- Writing career
- Language: English, Italian
- Genres: Fiction, poetry, short stories
- Website: Official website

= Sue Reidy =

New Zealand author and designer

Sue Reidy is a New Zealand author and designer.

Reidy has a professional background in graphic design and illustration, including designing book jackets. She has taught at the Auckland University of Technology and been a judge in the PANZ Book Design Awards.

Published fiction by Reidy includes:
- Modettes and Other Stories (1988, Penguin Books NZ), short story collection
- The Visitation (1996, Scribner), novel
- Four Ways to Become a Woman (2000, Transworld), novel
- L'Amore Secondo Miranda (2010, Newton Compton Editori), novel
Reidy's work has been published in a number of literary journals and anthologies, including: New Zealand Listener, Metro, Landfall, Sunday Star Times, Australian Women’s Weekly, Penguin 25 New Fiction (Penguin, 1998), Penguin Book of Contemporary Short Stories (Penguin, 1989), Wee Girls (1996, Spinifex Press), and Good-bye to Romance (1989, Allen & Unwin). Her work was commended by Paula Green in the 2007 Best New Zealand Poems collection.

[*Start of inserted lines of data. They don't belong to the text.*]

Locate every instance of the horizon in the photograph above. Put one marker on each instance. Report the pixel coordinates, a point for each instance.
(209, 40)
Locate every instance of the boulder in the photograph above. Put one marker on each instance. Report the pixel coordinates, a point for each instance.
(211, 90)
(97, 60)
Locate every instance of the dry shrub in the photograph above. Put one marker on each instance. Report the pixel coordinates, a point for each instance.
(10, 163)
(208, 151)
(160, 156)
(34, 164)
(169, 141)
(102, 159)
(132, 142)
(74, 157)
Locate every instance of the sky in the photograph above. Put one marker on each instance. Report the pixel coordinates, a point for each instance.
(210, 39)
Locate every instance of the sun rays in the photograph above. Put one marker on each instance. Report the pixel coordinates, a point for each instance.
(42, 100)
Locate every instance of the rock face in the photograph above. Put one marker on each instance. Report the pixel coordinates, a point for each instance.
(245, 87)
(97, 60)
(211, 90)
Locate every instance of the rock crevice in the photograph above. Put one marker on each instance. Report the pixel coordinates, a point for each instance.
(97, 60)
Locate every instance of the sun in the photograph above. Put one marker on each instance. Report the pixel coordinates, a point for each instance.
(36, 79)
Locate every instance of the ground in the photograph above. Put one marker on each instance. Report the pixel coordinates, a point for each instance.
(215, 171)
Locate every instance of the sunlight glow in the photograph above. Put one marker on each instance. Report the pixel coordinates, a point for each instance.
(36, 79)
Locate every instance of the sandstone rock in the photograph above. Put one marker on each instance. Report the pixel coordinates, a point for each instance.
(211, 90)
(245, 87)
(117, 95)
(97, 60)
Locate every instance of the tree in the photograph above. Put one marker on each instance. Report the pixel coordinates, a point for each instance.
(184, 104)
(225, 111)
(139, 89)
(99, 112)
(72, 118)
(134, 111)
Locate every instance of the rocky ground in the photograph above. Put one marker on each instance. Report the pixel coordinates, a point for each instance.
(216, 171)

Reidy is based in Auckland, New Zealand.

== Awards ==
Reidy won the 1987 Bank of New Zealand Katherine Mansfield Memorial Award. In 1995 she was the runner-up for the Sunday Star-Times Short Story Award.

The Visitation was shortlisted in fiction section of the 1997 Montana New Zealand Book Awards.

In 2000 she was awarded the Buddle Finlay Sargeson Writers Fellowship, with James Brown and Charlotte Grimshaw.

In 2015, her manuscript Small Steps to Happiness was shortlisted in the Ashton Wylie Book and Manuscript Awards.